Below is a data frame that contains some summary information related to a few records along with a that dictionary contains more detailed information for a subset of those records. In reality the DataFrame and the dictionary contain thousands of entries but for purposes of simplicity I've limited the entries.
import pandas as pd
df = pd.DataFrame({'Date': ['2022-02-14', '2022-02-14', '2022-02-14', '2022-02-14', '2022-02-14'],
'count': [10, 10, 10, 9, 9],},
index = ['NNI', 'NVEC', 'IPA', 'LYTS', 'MYN'])
df
Date count
NNI 2022-02-14 10
NVEC 2022-02-14 10
IPA 2022-02-14 10
LYTS 2022-02-14 9
MYN 2022-02-14 9
dct = {'NNI' : pd.DataFrame({'s': [-1, -1, -1],
'count': [13, 11, 10]},
index =['2007-07-13', '2019-09-18', '2016-08-01']),
'NVEC' : pd.DataFrame({'s': [-1, -1, -1],
'count': [12, 10, 9]},
index =['2012-10-09', '2018-10-01', '2022-02-01'])
}
dct
{'NNI': s count
2007-07-13 -1 13
2019-09-18 -1 11
2016-08-01 -1 10,
'NVEC': s count
2012-10-09 -1 12
2018-10-01 -1 10
2022-02-01 -1 9}
My question is:
How can I populate a new column in the DataFrame called ratio
that searches and matches the keys in the dictionary with the index of the DataFrame and then computes the simple ratio:
A / B
?
Preferably looking for a way to accomplish this that does not rely on for
loops.
where,
A
= Number of occurrences the dictionary count
column >
the value of the DataFrame count
column for a respective key/index (e.g. for NNI this would be 2),
B
= Number of occurrences the dictionary counts
column >=
the value of the DataFrame count
column for a respective key/index (e.g. for NNI this would be 3)
So the desired result is:
Date s count ratio
NNI 2022-02-14 -1 10 0.6667
NVEC 2022-02-14 -1 10 0.5000
IPA 2022-02-14 -1 10 0.0000
LYTS 2022-02-14 -1 9 0.0000
MYN 2022-02-14 -1 9 0.0000
CodePudding user response:
You could use a dict comprehension as well. Traverse dct
and compare values, wrap it in a Series and assign
it to df
:
df = df.assign(ratio=pd.Series({k: v['count'].gt(df.loc[k, 'count']).sum() / v['count'].ge(df.loc[k, 'count']).sum()

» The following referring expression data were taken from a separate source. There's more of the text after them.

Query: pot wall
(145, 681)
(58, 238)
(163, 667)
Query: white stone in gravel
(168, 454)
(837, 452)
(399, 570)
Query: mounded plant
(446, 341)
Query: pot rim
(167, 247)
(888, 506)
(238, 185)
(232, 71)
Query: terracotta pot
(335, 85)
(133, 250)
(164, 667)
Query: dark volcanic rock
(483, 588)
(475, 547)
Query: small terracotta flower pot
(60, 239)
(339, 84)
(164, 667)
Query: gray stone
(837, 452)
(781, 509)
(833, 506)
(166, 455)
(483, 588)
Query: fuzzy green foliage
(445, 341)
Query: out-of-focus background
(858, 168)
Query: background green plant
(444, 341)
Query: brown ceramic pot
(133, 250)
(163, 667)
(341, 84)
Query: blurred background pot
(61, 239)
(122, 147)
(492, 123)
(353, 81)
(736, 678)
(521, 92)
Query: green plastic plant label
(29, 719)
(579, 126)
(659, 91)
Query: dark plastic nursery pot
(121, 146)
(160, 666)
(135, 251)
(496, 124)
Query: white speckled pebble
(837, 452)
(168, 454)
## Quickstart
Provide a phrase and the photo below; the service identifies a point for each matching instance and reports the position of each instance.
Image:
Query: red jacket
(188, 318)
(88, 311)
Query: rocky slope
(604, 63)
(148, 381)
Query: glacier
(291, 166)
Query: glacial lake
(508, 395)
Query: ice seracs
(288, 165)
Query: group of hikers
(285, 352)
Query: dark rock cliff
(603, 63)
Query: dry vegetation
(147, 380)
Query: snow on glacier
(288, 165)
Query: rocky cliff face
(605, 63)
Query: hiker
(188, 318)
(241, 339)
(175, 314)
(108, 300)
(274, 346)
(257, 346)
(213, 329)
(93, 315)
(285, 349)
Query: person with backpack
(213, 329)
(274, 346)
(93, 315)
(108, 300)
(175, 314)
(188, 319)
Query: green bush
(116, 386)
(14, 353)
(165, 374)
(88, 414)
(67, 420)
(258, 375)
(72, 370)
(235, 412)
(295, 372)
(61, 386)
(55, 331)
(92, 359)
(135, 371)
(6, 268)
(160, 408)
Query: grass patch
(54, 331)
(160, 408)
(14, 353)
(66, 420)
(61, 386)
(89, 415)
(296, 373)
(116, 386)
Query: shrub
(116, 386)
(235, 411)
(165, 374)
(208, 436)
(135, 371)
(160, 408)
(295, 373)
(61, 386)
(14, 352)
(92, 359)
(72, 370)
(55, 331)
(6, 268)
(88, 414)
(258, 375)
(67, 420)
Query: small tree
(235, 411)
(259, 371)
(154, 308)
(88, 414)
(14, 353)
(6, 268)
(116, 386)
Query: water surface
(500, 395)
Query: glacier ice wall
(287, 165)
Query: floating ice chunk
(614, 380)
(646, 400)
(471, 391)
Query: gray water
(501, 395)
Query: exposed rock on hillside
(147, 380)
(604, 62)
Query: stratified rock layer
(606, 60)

for k,v in dct.items()})).fillna(0)
Output:
Date count ratio
NNI 2022-02-14 10 0.666667
NVEC 2022-02-14 10 0.500000
IPA 2022-02-14 10 0.000000
LYTS 2022-02-14 9 0.000000
MYN 2022-02-14 9 0.000000
CodePudding user response:
Here's one approach that doesn't use a for-loop:
(i) Concatenate dct
and join
it with df
.
(ii) Calculate ratio
on the joined DataFrame and concatenate it back to df
.
(iii) Drop duplicates
joined = pd.concat(dct).reset_index(level=1).join(df, lsuffix='_dct', rsuffix='')
joined['ratio'] = (joined['count_dct'].gt(joined['count']).groupby(level=0).sum()
/ joined['count_dct'].ge(joined['count']).groupby(level=0).sum())
out = pd.concat((joined.drop(columns=['level_1','s','count_dct']).drop_duplicates(), df))
out = out[~out.index.duplicated(keep='first')].fillna(0)
Output:
Date count ratio
NNI 2022-02-14 10.0 0.666667
NVEC 2022-02-14 10.0 0.500000
IPA 2022-02-14 10.0 0.000000
LYTS 2022-02-14 9.0 0.000000
MYN 2022-02-14 9.0 0.000000
That said, I think it's simpler and potentially more efficient to do it with a dict comprehension.